Utilities shares are often seen as a ‘port in a storm’, a defensive sector during periods of market stress.
Is this where investors should be looking to take shelter should 2019 present another year of challenging equity markets? We give four reasons why the utility sector’s safety is overrated.
The Wall Street Journal recently noted that “Utilities have long been considered ultra-safe bets”. However, this safety attribute is more perception than reality, underscored by the impending bankruptcy filing of California’s largest utility, PG&E (Pacific Gas & Electric) which a little more than a year ago had a market cap of USD47 billion. Danger lurks in four key places for utilities:
- Exposure to natural disasters
- Changing regulation
- Distributed generation
- Capital structure
1. Natural disasters
Under Californian law, utilities can be held liable if their equipment contributed to a fire, regardless of negligence. Liability for the massive fires in the summer of 2017 have seen PG&E’s equity holders largely wiped out.
Tokyo Electric (Tepco) was placed under state control following the 2011 Tohoku earthquake and tsunami, which caused serious contamination at its nuclear power plant in Fukushima.
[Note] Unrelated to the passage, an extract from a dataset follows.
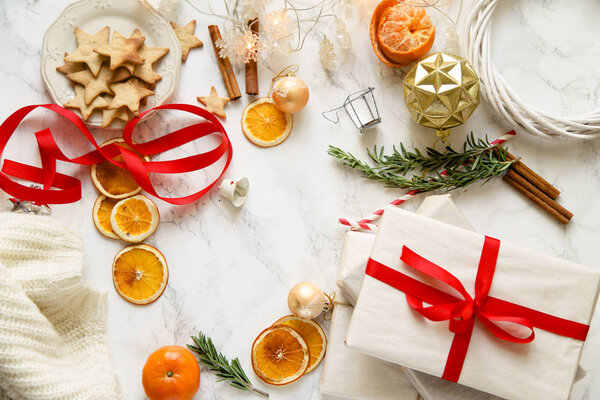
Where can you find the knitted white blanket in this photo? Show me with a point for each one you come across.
(52, 328)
Four years prior to this event, Tepco was forced to shut a nuclear power plant due to an earthquake. Tepco’s stock price today is roughly 80% below its level of a decade ago.
Each utility operates in different natural environments and under different laws, but investors should not assume these risks are zero.
2. Changing regulation
Utilities are highly regulated businesses. Governments influence pricing, supply and competition. In many countries, governments are attempting to reduce energy consumption, to the detriment of incumbent utilities.
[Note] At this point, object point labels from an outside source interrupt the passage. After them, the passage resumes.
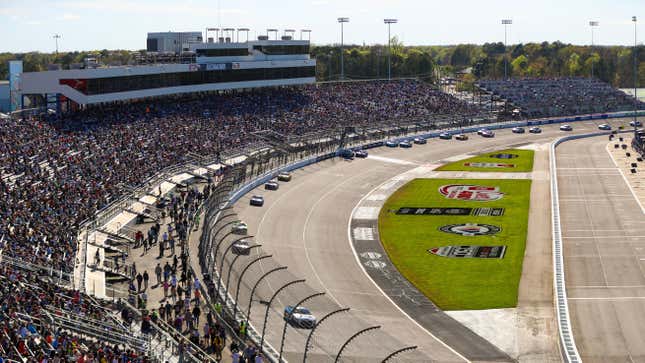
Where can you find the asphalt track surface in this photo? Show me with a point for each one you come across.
(603, 230)
(304, 226)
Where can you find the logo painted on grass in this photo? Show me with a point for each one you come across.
(469, 251)
(450, 211)
(478, 193)
(470, 229)
(504, 156)
(489, 165)
(434, 211)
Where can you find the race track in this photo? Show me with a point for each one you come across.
(304, 226)
(603, 230)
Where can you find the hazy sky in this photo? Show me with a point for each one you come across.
(27, 25)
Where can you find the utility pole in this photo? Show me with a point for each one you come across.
(342, 47)
(592, 24)
(389, 49)
(56, 37)
(506, 22)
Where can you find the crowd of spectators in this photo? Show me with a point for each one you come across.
(548, 97)
(27, 334)
(55, 173)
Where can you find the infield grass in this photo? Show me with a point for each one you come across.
(522, 163)
(457, 283)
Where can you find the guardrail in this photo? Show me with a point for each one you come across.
(567, 342)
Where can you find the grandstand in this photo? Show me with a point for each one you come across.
(536, 98)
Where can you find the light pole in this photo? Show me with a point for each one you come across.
(592, 24)
(56, 37)
(342, 63)
(635, 78)
(506, 23)
(389, 49)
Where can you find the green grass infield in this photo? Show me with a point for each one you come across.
(450, 282)
(509, 160)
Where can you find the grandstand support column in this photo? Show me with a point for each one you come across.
(239, 279)
(311, 333)
(342, 21)
(266, 312)
(286, 321)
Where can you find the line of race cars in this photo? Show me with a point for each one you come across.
(296, 316)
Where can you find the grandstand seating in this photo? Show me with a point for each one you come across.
(541, 97)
Germany has set itself the ambitious goal of cutting greenhouse gas emissions by 60% by 2030 relative to the 1990 baseline, resulting in a massive reduction in demand for coal fired power generation in favour of renewable energy.
Following the Japanese Fukushima disaster in 2011, the German government pledged to close all of its 22 nuclear power plants by 2022 in a massive shift to renewable energy. The government made the policy change all the more painful for the utilities by imposing on them significant costs for decommissioning the nuclear power plants.
Provisions to date are around €50 billion. The stock prices of Germany’s two largest utilities, RWE and E.ON, are today around 80% below their levels of a decade ago.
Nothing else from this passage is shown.